The Alaska State Library and Historical Collections and Talking Book Center are located on the second floor of the Andrew P. Kashevaroff Building in Juneau, Alaska.

==Mission statement==
The Alaska State Library:
- promotes and coordinates library services to the community of Alaskan libraries,
- serves as the primary research library for state government, and
- collects, preserves, and makes accessible Alaska-related materials.

==About the Library==
The State Library coordinates library services throughout the state and serves as the information resource for the state government and the Legislature. It includes the Historical Section, which collects Alaskana and preserves private papers and materials of historical value to the state. The State Library also collects, catalogs and makes available state agency publications. This is done through the Alaska State Publications program, which distributes the publications to depository libraries throughout the state.

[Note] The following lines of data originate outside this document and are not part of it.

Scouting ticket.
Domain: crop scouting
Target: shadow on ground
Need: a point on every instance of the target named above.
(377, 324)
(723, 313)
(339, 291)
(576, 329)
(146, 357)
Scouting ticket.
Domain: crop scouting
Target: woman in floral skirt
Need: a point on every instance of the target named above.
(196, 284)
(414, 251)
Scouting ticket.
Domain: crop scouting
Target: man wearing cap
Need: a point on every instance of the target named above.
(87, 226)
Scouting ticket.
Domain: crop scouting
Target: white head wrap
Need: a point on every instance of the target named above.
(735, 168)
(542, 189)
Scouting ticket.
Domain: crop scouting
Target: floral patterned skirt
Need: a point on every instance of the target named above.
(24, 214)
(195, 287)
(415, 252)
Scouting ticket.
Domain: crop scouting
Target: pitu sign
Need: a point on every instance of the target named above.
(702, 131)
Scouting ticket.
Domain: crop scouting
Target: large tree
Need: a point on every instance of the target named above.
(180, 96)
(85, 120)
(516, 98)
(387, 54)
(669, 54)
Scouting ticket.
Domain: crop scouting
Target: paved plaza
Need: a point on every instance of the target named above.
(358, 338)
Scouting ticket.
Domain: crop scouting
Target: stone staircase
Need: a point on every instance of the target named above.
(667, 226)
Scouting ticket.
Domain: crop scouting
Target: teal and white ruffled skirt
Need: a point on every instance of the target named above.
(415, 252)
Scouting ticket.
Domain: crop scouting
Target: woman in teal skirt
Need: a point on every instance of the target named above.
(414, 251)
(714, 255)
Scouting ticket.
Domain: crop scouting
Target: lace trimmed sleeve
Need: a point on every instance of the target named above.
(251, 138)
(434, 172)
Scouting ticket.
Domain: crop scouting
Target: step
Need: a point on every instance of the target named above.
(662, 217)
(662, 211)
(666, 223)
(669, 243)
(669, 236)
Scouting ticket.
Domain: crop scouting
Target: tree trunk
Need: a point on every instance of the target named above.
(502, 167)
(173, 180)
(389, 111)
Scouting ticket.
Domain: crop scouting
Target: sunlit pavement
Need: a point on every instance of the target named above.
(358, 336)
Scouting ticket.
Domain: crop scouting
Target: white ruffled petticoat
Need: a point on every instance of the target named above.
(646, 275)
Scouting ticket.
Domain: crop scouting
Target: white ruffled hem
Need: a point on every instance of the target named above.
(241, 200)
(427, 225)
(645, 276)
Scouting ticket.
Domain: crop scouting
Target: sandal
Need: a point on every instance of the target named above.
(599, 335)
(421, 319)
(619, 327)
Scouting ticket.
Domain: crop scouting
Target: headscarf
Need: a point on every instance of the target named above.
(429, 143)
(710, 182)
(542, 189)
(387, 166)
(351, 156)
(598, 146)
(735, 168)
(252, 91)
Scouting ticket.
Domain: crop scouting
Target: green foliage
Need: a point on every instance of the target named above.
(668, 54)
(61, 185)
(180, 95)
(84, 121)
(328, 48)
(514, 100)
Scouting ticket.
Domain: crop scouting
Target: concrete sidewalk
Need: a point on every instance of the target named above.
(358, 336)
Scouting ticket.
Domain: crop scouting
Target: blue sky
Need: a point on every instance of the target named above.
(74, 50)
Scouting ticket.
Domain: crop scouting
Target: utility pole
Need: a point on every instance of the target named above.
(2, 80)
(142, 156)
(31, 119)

The State Library administers federal and state grants for public library construction and services. It coordinates the Alaska Library Network (ALN), which provides interlibrary loans, cooperative collection development, and resource sharing among libraries. The Governor's Advisory Council on Libraries advises on the federal long-range spending plan.

Since 1950, the library has offered a mail service that will transport books to patrons in remote areas of the state. This service is currently offered through the Alaska Library Extension program at the Juneau Public Libraries.

==Talking Book Center==
The Alaska Talking Book Center provides audio books, large print, and Braille materials to people who are blind or have visual, physical, or reading impairments that make it difficult for them to read traditional books.  Materials are downloadable or can be shipped.  The program serves the entire state, includes necessary equipment, and is completely free, including shipping both directions.